IIS 7.5 Client certificate authentication

Question

I have asp.net site on my local machine.

IIS configuration: binding: https binding with self-signed certificate, ssl settings: Require SSL and Require client certificates

I have installed next certificates on my machine: CA certificate (call it 'CA Center') in Trusted Root Certification Authorities store. Client certificate issued by 'CA Center' in Personal store

I go to site and accept server certificate. But next i get error:

HTTP Error 403.7 - Forbidden. The page you are attempting to access requires your browser to have a Secure Sockets Layer (SSL) client certificate that the Web server recognizes.

That means browser (IE) doesn't send applicable client certificates to server.

What's wrong? Should I configure something else?

Answer 1

I had exactly this problem, and it took me an age to figure out the cause. Turned out it was because my computer was part of a domain, and there was some sort of group policy for that domain was restricting the trusted root certificates that IIS would be willing to accept. I don't know exactly what the setting was or how to alter it, but I found I could work around it by choosing to install my certificate into the enterprise physical store using the certutil command:

certutil -addstore -v -enterprise root CertificateAuthority.cer

Answer 2

It sounds like the browser never prompted you to select a client certificate to send which means something is incorrect with the SSL Handshake. Try testing this with OpenSSL.

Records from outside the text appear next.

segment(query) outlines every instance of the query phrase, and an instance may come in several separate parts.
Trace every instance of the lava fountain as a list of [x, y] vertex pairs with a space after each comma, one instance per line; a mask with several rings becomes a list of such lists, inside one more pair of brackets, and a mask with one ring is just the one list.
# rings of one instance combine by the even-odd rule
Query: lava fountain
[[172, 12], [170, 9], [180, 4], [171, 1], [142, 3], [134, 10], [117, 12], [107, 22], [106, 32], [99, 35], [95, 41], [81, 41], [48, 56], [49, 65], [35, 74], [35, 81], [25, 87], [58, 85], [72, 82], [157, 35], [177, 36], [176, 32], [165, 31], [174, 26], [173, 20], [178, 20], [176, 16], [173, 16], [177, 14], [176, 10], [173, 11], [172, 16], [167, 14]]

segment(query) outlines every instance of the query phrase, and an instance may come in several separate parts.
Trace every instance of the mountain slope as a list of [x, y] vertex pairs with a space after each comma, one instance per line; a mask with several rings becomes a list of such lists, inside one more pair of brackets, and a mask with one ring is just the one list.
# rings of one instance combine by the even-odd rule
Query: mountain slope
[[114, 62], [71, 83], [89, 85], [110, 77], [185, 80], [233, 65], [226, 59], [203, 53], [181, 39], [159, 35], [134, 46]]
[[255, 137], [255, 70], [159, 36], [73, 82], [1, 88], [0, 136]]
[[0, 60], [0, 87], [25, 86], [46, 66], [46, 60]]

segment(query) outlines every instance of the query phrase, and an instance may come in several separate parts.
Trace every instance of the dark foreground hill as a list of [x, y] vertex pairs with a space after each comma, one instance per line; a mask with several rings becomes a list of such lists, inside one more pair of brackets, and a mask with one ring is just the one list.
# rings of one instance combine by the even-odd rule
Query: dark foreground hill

Additionally, a very common problem is having too many certificates in the Trusted Root CA folder. When the server sends the list of CAs, there is a limit to how large the list can be so if it exceeds the limit, it will truncate the remaining CA certificates. Make sure the Trusted Root CA folder doesn't have too many certificates. One way to check this is temporarily modifying the SCHANNEL in the registry editor to not send the CA List, and then re-try.

Start > Run > 'regedit' > HKEY_LOCAL_MACHINE\\SYSTEM\\CurrentControlSet\\Control\\SecurityProviders\\SCHANNEL > right-click > New > DWORD > 'SendTrustedIssuerList' > Value:0

Answer 3

I think I had this same issue getting internet explorer to actually create the prompt for my installed cert when testing a WCF client/server setup with self signed certs.

If I recall correctly it was a setting in internet explorer, possibly this one...

Tools > Internet Options > Advanced tab > security section

Then clear the check boxes for:

'Check for publisher's certificate revocation' and 'Check for server certificate revocation'

Answer 4

Re-install the certificates and check their effective dates. From Microsoft Support :

• Download the root server certificate in a browser on the server computer. Run the Iisca.exe command line utility that is located in the Inetsrv directory.

• Check the effective date on the client certificate and make sure that the date and time has arrived.

• Check the expiration date and make sure that the certificate has not expired. Contact your certificate authority to see if your certificate has expired.